Chiral transition and meson melting with finite chemical potential in an improved soft-wall AdS/QCD Model

TL;DR

This paper explores the chiral transition and meson melting at finite chemical potential using an improved soft-wall AdS/QCD model, providing qualitative insights but highlighting the need for a more dynamical background for quantitative accuracy.

Contribution

It extends the soft-wall AdS/QCD model to study finite chemical potential effects on chiral transition and meson melting, identifying limitations of the current background geometry.

Findings

Qualitatively describes chiral transition behaviors at finite chemical potential.

Analyzes in-medium meson melting properties.

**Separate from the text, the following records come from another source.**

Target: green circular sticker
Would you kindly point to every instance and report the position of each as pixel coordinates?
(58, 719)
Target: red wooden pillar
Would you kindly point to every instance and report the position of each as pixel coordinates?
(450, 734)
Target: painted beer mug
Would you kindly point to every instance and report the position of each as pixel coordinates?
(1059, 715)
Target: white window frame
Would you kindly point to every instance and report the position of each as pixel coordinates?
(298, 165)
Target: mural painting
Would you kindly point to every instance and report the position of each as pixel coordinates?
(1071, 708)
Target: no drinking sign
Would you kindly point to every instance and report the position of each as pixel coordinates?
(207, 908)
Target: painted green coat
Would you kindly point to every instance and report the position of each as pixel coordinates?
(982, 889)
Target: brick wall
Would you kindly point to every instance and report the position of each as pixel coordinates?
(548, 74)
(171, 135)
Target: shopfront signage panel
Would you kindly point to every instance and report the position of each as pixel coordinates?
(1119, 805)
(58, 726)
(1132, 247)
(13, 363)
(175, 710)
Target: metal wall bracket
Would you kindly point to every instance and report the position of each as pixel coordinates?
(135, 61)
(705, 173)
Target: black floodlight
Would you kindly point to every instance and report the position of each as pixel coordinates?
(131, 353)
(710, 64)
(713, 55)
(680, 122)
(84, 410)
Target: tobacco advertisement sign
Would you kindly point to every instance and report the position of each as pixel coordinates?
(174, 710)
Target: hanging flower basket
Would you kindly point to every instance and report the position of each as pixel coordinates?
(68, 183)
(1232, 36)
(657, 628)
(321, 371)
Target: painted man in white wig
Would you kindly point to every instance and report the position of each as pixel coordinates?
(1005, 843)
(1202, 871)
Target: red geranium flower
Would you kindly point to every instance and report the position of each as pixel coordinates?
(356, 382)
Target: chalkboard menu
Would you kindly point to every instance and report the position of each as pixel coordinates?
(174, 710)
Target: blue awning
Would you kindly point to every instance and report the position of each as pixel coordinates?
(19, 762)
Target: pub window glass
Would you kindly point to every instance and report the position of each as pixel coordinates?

Identifies limitations of the non-dynamical background geometry.

Abstract

We give a further study on the improved soft-wall AdS/QCD model with two flavors. The chiral transition behaviors are studied in the case of finite chemical potential, with the chiral phase diagram obtained at zero quark mass. The thermal spectral functions of the vector and axial-vector mesons are calculated, and the in-medium melting properties of the mesons are investigated. We find that the chiral transition behaviors and the meson melting properties at finite chemical potential can be qualitatively described by the improved soft-wall AdS/QCD model, except in the region of large chemical potential. The reason for these inadequate descriptions may be that the background geometry adopted in the model is not a dynamical one which is able to produce the QCD equation of state. To give a quantitative description for these low-energy phenomenologies, we shall consider a more consistent AdS/QCD model which treats the background fields and the chiral fields on the same footing.